Hi, im Laria

This website is no longer maintained. You can visit my new website laria.me instead!

A new noindex proposal

( Posted: 2014-04-11 01:04:26 Tags: , , , , , )

So, today I improved my blog by adding more semantic markup, in hope that this will improve the indexability of my page. The blog now uses XHTM5 instead of XHTML1. It heavily uses rel attributes, has some <meta/> tags in the <head/> area and properly uses <article/>, <nav/>, <aside/> and tons of other new HTML5 features. (I already wrote about it here)

This should help webcrawlers properly indexing this blog.

But here's another problem: The header (of course, properly marked up as a <header/> tag) includes a cool (well, at least I think so...) random text that changes with every visit. Unfortunately crawlers seem to think, that this text is part of the actual content.

So I needed a way to tell a crawler to not index that one element.

While it is quite easy to tell a crawler to not index a whole page (using <meta name="robots" content="noindex" /> or the robots.txt), there seems to be no standard way of doing this with a single element.

We'll do it anyway:

Let's start with this code, we want to hide it from the crawlers:

<span>Don't look at me, I'm shy!</span>

The Yandex crawler has a solution for this: <noindex/>. Wrap your stuff in this tag, and Yandex won't index it. But whelp, now we have invalid markup. So the guys at Yandex provided an alternative version that uses HTML comments. Okay, add this one to our example:

<!--noindex-->
<span>Don't look at me, I'm shy!</span>
<!--/noindex-->

There is also a microformat for preventing the indexing of a section. Add the robots-noindex class and crawlers should ignore that part. Let's do this:

<!--noindex-->
<span class="robots-noindex">Don't look at me, I'm shy!</span>
<!--/noindex-->

2 Years later, Yahoo defined it's own method, that looks very similar, but is incompatible. Okay, add another class (robots-nocontent):

<!--noindex-->
<span class="robots-noindex robots-nocontent">Don't look at me, I'm shy!</span>
<!--/noindex-->

Of course, Google has another way of doing this thing: googleoff/googleon. Well, let's add another markup-as-a-comment-thingie:

<!--noindex-->
<!--googleoff: index-->
<span class="robots-noindex robots-nocontent">Don't look at me, I'm shy!</span>
<!--googleon: index-->
<!--/noindex-->

Oh, BTW: According to the Wikipedia, Google doesn't recognize any of these. Yeah, makes a lot of sense, add your own stupid format and then ignore it anyway. Way to go, Google...

I think, that's still not enough markup! We should add another standard, just to make sure, that this will not be crawled.

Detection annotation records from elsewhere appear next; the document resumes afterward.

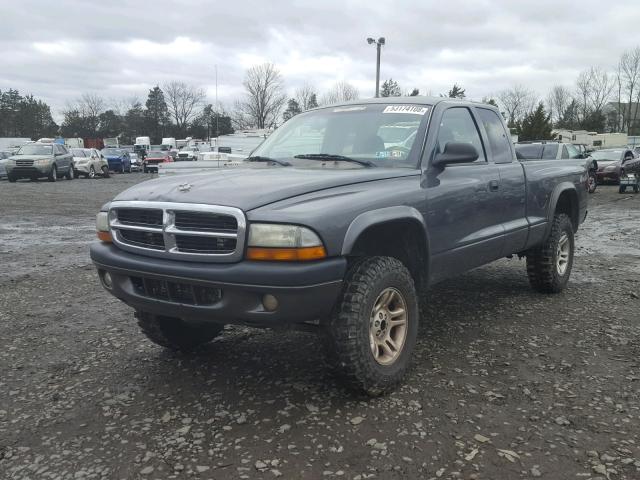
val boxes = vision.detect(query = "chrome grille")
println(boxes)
[109,201,246,262]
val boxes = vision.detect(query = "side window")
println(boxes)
[436,107,487,162]
[542,143,558,160]
[477,108,513,163]
[565,143,581,158]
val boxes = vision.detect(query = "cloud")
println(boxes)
[0,0,638,118]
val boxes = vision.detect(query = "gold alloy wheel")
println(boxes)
[556,233,571,275]
[369,287,408,365]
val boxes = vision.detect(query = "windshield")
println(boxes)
[102,148,124,157]
[591,150,622,160]
[16,143,53,155]
[251,104,431,168]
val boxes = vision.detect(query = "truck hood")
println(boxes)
[114,167,420,211]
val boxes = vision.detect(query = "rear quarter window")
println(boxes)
[478,108,513,163]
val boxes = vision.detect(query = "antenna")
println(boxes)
[216,64,220,146]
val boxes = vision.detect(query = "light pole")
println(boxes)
[367,37,384,98]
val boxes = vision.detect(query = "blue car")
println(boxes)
[102,148,131,173]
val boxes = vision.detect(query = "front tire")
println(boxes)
[527,213,575,293]
[328,257,419,396]
[135,310,224,352]
[47,165,58,182]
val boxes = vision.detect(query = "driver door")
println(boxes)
[423,106,504,281]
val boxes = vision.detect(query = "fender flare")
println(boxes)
[342,205,429,256]
[544,182,580,238]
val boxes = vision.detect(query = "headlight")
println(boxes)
[247,223,327,261]
[96,212,112,242]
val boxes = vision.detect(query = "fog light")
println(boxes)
[102,272,113,290]
[262,293,278,312]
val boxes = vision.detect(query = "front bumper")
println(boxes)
[5,163,53,178]
[90,242,347,326]
[596,170,620,183]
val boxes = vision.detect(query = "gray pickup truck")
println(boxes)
[91,97,588,395]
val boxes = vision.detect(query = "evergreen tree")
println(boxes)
[145,85,169,144]
[282,98,302,122]
[380,78,402,97]
[447,83,465,98]
[307,93,318,110]
[518,102,552,141]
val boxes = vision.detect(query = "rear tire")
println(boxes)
[135,310,224,352]
[327,257,419,396]
[47,164,58,182]
[527,213,575,293]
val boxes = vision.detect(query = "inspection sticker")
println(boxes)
[382,105,429,115]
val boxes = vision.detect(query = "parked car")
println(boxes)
[142,150,173,173]
[591,148,640,184]
[5,142,74,182]
[129,153,142,172]
[71,148,109,178]
[0,150,12,179]
[91,97,588,395]
[176,147,200,162]
[102,148,131,173]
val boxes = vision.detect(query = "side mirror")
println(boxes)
[432,142,479,167]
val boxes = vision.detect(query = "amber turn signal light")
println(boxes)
[98,230,112,243]
[247,246,327,262]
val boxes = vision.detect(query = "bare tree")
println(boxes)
[547,85,573,124]
[295,83,317,112]
[617,47,640,132]
[320,81,360,105]
[498,85,538,127]
[163,81,206,133]
[234,63,286,128]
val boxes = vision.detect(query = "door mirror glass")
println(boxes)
[433,142,479,166]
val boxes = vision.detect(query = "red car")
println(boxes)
[142,150,173,173]
[591,148,640,183]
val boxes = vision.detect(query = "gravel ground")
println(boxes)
[0,174,640,479]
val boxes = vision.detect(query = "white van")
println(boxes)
[160,137,178,150]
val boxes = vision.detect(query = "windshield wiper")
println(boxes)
[247,155,291,167]
[293,153,377,167]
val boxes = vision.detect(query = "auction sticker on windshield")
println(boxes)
[382,105,429,115]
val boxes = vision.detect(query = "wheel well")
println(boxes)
[555,190,580,231]
[349,219,429,288]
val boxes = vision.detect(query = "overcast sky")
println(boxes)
[0,0,640,119]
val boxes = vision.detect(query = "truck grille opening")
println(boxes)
[176,212,238,232]
[119,229,164,250]
[129,277,222,306]
[176,235,236,253]
[109,201,246,262]
[118,208,162,226]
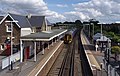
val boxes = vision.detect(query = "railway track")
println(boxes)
[47,30,82,76]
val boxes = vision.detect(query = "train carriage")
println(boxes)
[64,29,76,44]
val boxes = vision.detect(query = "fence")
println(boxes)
[2,51,20,69]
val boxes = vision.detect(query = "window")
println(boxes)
[0,44,5,50]
[6,24,12,32]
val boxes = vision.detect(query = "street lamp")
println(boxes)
[5,20,18,70]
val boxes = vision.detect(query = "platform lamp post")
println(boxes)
[5,20,18,70]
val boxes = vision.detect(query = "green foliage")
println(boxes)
[75,20,83,28]
[111,46,120,54]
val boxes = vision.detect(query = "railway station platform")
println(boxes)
[0,40,63,76]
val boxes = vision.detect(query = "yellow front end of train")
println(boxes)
[64,34,72,44]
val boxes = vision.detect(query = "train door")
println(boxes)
[24,46,30,60]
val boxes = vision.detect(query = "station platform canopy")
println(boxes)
[96,36,111,42]
[20,29,67,41]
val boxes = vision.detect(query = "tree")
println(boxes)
[112,46,120,61]
[75,20,82,28]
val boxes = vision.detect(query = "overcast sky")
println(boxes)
[0,0,120,23]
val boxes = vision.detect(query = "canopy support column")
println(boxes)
[42,42,45,55]
[34,41,37,61]
[20,40,23,62]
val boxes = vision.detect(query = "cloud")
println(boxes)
[72,0,120,22]
[0,0,65,21]
[56,4,68,8]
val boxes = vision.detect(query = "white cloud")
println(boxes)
[73,0,120,22]
[56,4,68,8]
[0,0,65,21]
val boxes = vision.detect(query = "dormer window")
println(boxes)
[6,24,12,32]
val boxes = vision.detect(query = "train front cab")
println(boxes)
[64,34,72,44]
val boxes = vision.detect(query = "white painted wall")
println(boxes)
[21,28,32,36]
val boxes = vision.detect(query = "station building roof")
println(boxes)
[21,29,67,41]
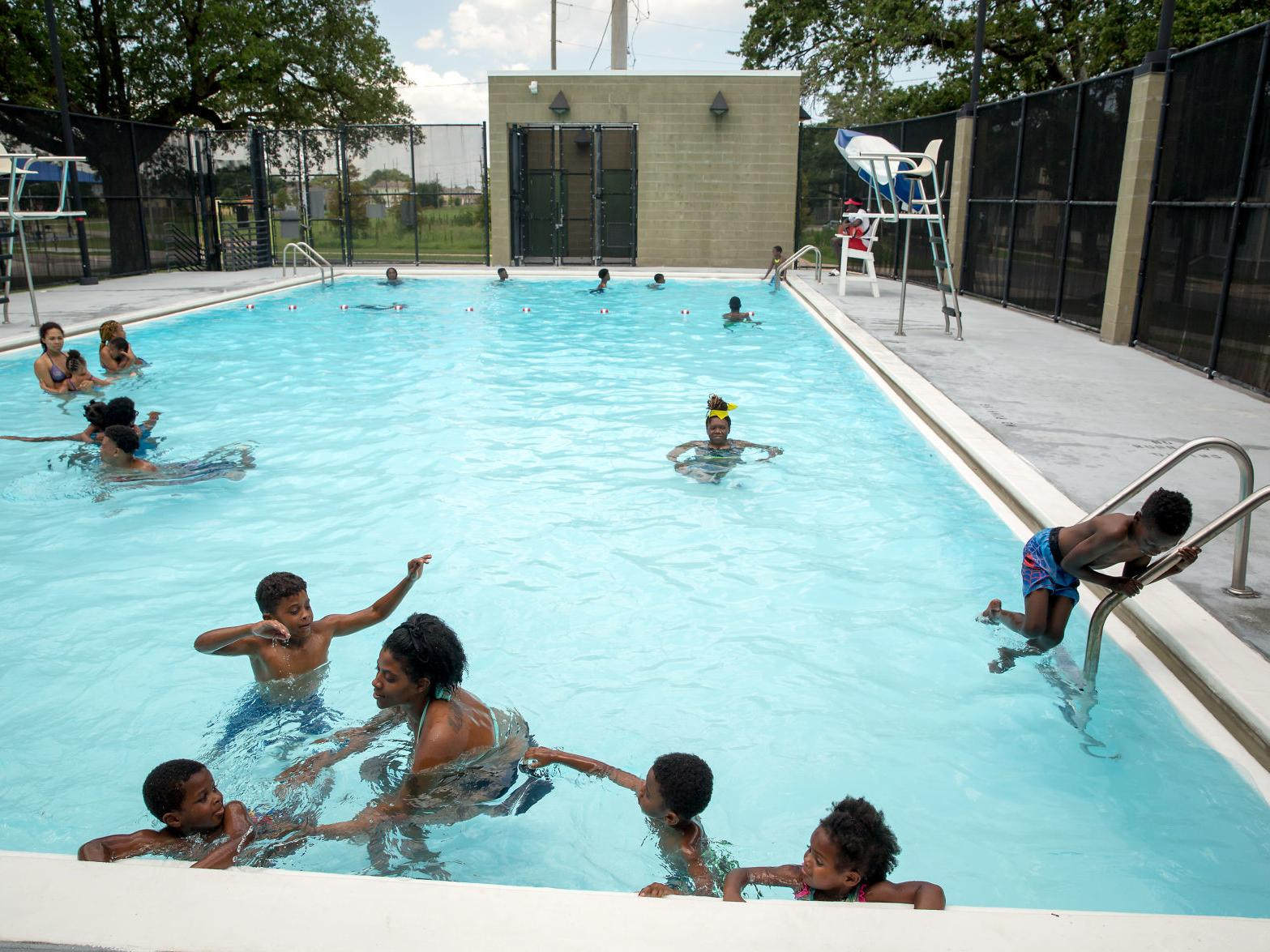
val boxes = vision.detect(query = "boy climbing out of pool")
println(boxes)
[979,489,1200,674]
[79,760,255,869]
[723,797,945,909]
[195,555,432,681]
[522,748,717,896]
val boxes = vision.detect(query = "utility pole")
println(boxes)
[609,0,626,70]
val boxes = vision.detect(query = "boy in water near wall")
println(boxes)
[522,748,717,898]
[195,555,432,681]
[979,489,1200,674]
[79,760,255,869]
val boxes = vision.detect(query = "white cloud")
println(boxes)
[450,0,551,52]
[400,62,489,123]
[414,29,446,49]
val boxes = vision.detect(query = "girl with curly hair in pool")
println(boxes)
[723,797,945,909]
[665,394,784,482]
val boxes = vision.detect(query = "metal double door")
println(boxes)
[511,125,636,264]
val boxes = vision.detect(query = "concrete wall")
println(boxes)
[489,70,800,273]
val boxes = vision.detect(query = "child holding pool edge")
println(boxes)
[195,555,432,681]
[723,797,945,909]
[78,759,255,869]
[978,489,1200,674]
[522,748,717,898]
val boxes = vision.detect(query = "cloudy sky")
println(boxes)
[374,0,750,123]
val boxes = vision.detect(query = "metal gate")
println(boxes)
[511,125,638,264]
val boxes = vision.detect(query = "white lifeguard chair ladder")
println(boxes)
[0,152,85,327]
[842,139,961,340]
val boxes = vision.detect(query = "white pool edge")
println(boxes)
[793,278,1270,804]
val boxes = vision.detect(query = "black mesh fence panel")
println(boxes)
[1134,25,1270,392]
[961,71,1133,329]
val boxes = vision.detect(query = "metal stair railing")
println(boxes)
[1084,437,1257,598]
[1084,486,1270,692]
[776,245,820,284]
[282,241,336,284]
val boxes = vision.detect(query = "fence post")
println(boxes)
[1098,67,1167,344]
[947,111,975,289]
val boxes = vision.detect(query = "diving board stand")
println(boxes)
[0,152,85,327]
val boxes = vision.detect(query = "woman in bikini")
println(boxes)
[278,613,549,836]
[34,321,71,394]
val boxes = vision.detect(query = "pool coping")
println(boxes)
[790,275,1270,782]
[0,852,1270,952]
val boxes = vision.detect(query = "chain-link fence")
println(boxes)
[1133,24,1270,391]
[0,103,489,284]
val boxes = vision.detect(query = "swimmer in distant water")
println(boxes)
[723,297,762,325]
[665,394,784,482]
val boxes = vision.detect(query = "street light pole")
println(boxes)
[45,0,96,284]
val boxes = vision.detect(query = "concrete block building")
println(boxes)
[489,70,800,268]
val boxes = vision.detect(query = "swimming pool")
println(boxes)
[0,270,1270,916]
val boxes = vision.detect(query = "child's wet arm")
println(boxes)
[78,830,159,863]
[195,622,258,655]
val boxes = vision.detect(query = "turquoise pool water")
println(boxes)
[0,271,1270,916]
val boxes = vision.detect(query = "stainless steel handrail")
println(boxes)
[282,241,336,284]
[776,245,820,284]
[1084,437,1257,598]
[1084,486,1270,690]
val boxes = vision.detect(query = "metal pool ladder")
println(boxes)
[1084,437,1270,690]
[282,241,336,284]
[776,245,820,284]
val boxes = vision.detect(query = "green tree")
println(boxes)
[0,0,409,273]
[739,0,1270,123]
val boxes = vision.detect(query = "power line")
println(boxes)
[587,9,614,70]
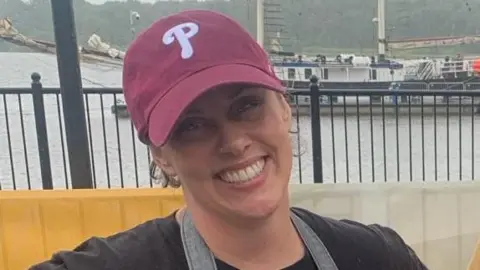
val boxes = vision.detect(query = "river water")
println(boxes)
[0,53,480,189]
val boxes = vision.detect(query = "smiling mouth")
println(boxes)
[217,157,266,184]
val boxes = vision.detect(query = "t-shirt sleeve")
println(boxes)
[294,208,428,270]
[30,237,122,270]
[368,224,428,270]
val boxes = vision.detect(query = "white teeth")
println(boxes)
[220,158,265,183]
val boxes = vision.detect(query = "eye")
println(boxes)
[175,117,205,135]
[231,96,264,116]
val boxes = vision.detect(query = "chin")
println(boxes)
[223,188,288,219]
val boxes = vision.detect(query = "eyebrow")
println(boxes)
[183,85,249,115]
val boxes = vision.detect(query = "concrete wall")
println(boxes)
[0,182,480,270]
[292,182,480,270]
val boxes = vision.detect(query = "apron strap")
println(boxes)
[180,209,217,270]
[180,209,338,270]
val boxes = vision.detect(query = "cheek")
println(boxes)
[170,145,212,182]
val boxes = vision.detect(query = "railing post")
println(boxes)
[310,75,323,183]
[51,0,93,188]
[31,72,53,189]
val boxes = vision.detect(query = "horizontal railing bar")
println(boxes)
[4,88,480,97]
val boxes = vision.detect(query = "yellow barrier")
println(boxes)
[0,188,184,270]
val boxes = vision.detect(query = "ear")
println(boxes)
[150,148,177,177]
[280,96,292,124]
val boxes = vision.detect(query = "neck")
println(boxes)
[182,198,304,269]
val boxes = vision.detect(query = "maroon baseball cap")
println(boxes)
[123,10,285,146]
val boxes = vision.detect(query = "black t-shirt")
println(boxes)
[30,208,427,270]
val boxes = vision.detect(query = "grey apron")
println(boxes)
[180,210,338,270]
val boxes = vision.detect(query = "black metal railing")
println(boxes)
[0,74,480,189]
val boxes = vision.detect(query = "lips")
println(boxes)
[218,158,265,184]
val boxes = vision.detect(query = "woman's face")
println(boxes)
[153,86,292,221]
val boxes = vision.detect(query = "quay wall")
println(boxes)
[0,182,480,270]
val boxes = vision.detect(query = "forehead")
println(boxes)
[185,84,267,113]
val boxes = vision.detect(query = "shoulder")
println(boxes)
[293,208,427,270]
[30,212,183,270]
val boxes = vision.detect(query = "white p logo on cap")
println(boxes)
[163,22,199,59]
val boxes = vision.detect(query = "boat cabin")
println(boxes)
[272,55,404,83]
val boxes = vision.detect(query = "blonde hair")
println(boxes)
[149,161,181,188]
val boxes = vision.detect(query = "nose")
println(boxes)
[219,124,252,156]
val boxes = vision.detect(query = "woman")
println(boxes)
[33,11,426,270]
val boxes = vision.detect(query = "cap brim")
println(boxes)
[148,64,285,146]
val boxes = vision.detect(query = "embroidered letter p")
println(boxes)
[163,22,198,59]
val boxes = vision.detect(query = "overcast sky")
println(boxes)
[86,0,213,4]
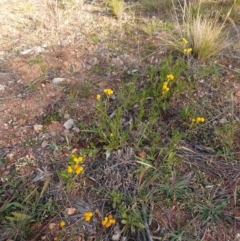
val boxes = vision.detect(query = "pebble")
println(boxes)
[20,46,45,55]
[52,78,65,84]
[33,125,43,132]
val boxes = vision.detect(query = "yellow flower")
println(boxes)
[75,166,83,174]
[162,83,169,93]
[59,220,66,228]
[83,212,93,222]
[67,166,73,173]
[182,38,188,44]
[103,89,113,96]
[200,117,205,123]
[102,214,116,228]
[97,95,101,100]
[183,48,192,54]
[167,74,174,80]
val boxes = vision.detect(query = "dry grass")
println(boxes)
[106,0,125,19]
[140,0,176,13]
[0,0,83,50]
[165,1,231,61]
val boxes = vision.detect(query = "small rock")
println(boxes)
[48,223,57,230]
[33,125,43,132]
[52,78,65,84]
[20,46,45,55]
[63,119,74,130]
[63,113,70,119]
[73,126,80,133]
[219,117,228,124]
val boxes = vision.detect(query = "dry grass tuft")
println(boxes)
[0,0,83,51]
[168,1,231,61]
[106,0,125,19]
[140,0,176,13]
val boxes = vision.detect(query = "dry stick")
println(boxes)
[142,203,153,241]
[30,209,64,241]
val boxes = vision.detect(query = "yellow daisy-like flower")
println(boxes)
[83,212,93,222]
[102,215,116,228]
[67,166,73,173]
[103,89,114,96]
[75,166,83,174]
[73,156,83,164]
[96,95,101,100]
[167,74,174,80]
[182,38,188,44]
[59,220,66,228]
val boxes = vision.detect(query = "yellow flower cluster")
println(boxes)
[67,154,83,175]
[83,212,93,222]
[162,74,174,94]
[102,214,116,228]
[103,89,113,96]
[192,117,205,124]
[96,88,114,100]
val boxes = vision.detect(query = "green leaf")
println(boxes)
[11,212,31,219]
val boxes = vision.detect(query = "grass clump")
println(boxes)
[169,1,231,62]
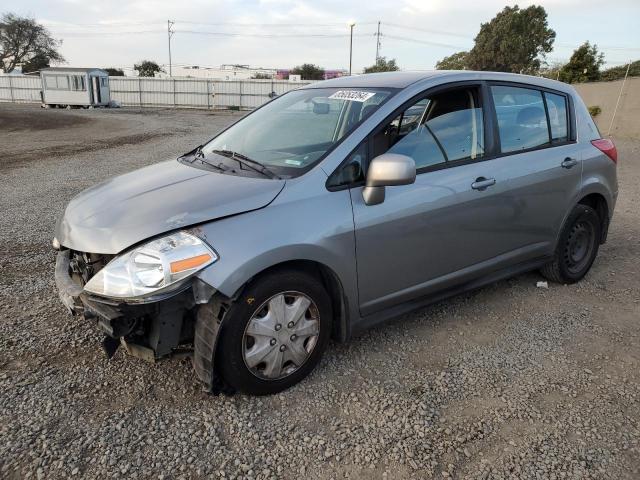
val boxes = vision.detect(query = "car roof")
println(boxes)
[303,70,573,93]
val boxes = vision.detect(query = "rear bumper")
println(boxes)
[55,250,196,361]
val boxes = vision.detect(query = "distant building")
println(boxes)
[276,68,349,80]
[156,65,277,80]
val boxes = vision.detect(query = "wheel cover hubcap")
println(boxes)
[565,222,595,273]
[242,292,320,380]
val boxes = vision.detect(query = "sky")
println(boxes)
[5,0,640,72]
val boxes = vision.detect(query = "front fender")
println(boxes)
[192,177,358,316]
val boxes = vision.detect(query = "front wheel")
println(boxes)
[216,270,332,395]
[540,204,602,283]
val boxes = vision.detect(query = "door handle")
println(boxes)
[471,177,496,190]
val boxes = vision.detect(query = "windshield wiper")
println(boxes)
[211,150,280,180]
[182,145,229,172]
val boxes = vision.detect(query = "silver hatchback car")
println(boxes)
[54,71,618,394]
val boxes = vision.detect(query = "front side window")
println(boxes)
[373,88,484,169]
[202,88,392,177]
[491,86,550,153]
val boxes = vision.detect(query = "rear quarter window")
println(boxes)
[491,85,552,153]
[544,92,569,143]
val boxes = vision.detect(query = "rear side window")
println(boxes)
[491,86,552,153]
[544,92,569,143]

Introducing: The no-seriously-dont-index-me-plz microformat:

We add yet another class in the microformat tradition that clearly expresses our intents: Don't index this content. Simply add the class no-seriously-dont-index-me-plz!

The full code is now:

<!--noindex-->
<!--googleoff: index-->
<span class="robots-noindex robots-nocontent no-seriously-dont-index-me-plz">Don't look at me, I'm shy!</span>
<!--googleon: index-->
<!--/noindex-->

Perhaps this will actually work, since you now cannot spot the original content in that code so easily with all that nice, semantic markup cluttered around it...

I think this tiny bit of markup is totally reasonable and should be expected from any professional web developer and SEO enthusiast.